There is every reason to suppose that this project was inspired by the ideas of Mikhail Bakhtin, who was a cult figure in the 1970s for the late-Soviet period intellectuals. The young admirers of the 1920s philosopher decided “to try on” his ideas of carnival and the medieval culture of laughter. The work “Cosmonaut and Ballerina” is seemingly drawn by an overly diligent but not very bright designer, who confused the two undeniable symbols of success of socialism building—the conquest of space and the achievements of Soviet ballet. But the character in the spacesuit cannot support a ballerina in a classical tutu on the theater stage. Another of that series, “Study, Son!” (1974), depicts a man in a Soviet officer’s uniform lecturing his son, who will also join the military. But only if he gets good grades. However, this extremely banal message is flattened by the translation into a playful form—the figures are cut out of plywood and represent a kind of flat sculpture.

These works, created in 1975-1975, despite all the pretend simplicity and calculated directness, are distinguished by a certain opacity.  Only viewers versed in both Soviet ideological products and the carnival world of the Soviet political joke could fully read the hidden codes in the works.  But by 1975, Alexander Kosolapov had to change his strategy in a cardinal way.

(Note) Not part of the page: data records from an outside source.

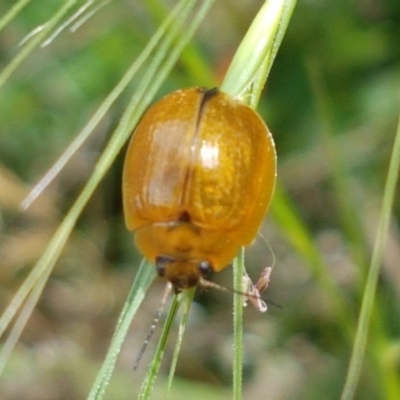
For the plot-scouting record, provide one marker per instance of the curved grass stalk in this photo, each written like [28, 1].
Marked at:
[367, 305]
[138, 103]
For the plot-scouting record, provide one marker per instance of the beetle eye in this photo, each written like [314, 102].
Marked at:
[161, 264]
[205, 268]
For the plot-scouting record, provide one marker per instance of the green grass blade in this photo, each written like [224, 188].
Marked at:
[148, 383]
[12, 13]
[238, 272]
[144, 277]
[261, 43]
[88, 129]
[367, 304]
[35, 41]
[188, 300]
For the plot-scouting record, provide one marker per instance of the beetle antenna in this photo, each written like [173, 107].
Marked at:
[153, 326]
[251, 294]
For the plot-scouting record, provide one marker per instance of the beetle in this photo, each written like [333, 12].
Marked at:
[198, 177]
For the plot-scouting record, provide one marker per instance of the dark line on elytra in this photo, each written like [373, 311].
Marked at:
[207, 96]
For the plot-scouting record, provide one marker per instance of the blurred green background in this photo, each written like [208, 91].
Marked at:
[332, 103]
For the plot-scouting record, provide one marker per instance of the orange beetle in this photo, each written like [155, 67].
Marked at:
[198, 178]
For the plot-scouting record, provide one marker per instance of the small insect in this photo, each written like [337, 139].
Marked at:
[198, 178]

He had immigrated to the USA, home of Pop Art, where many other artists of the Sots Art movement would end up. There he discovered that the consumer society was no less repressive than the Soviet ideological system. This discovery apparently came on the level of the figurative surface. After all, Kosolapov had a degree in design and could easily analyze the visual moves made by the creators of advertising posters and brands of big companies. Apparently, this led to one of the most striking and emblematic works of the American period of Sots Art: “Lenin—Coca-Cola” (1982). On a rectangular canvas, the profile of Vladimir Lenin is added of the company’s logo, and the company’s slogan (It’s the real thing) is signed: Lenin. Undoubtedly, the slogan had an author, just as does the prototype of the Lenin portrait.  But both basically delegated their individuality to the cause of an advertising (or propaganda) campaign. The work itself was apparently executed by the same dumb but diligent worker who had toiled in the 1970s for the Soviet ideology machine and then had moved to the USA. He overdid it in his zealousness, and the Coca-Cola people thought that the company was advertising Communism.  Kosolapov replied that, on the contrary, Comrade Lenin was advertising capitalist wares. We can only imagine that the representatives of the global brand must have studied the translations of Mikhail Bakhtin, a very popular author among American Slavic scholars. The suit was dismissed.  But the project to have this image on a billboard in Times Square never did happen.

Let us a note an important detail: while Kosolapov’s Sots Art works of the Moscow period were distinguished by a brutal negligence, in the American works, the facture of world brands is replicated with a terrifying mathematical precision. So much so, that the substitution of “Malevich” for “Marlboro” on the label is done much more convincingly than some Chinese manufacturers do for their fake products when they just change a letter or two in appropriated ads of world brands.

However, these critical analyses of the lofty and the profane passed relatively painlessly, despite the power of transnational corporations. In the new Russia, things are much more complicated:  “Caviar—Icon” was removed from a show at the State Tretyakov Gallery, and recently an ultra rightwing group named the artist as one of the hundred most dangerous enemies of the Russian people. Yet the artist living in New York simply wanted to point out the hypertrophic scale of consumerism in his homeland and that the spiritual sphere had also become part of the endless consumer hysteria.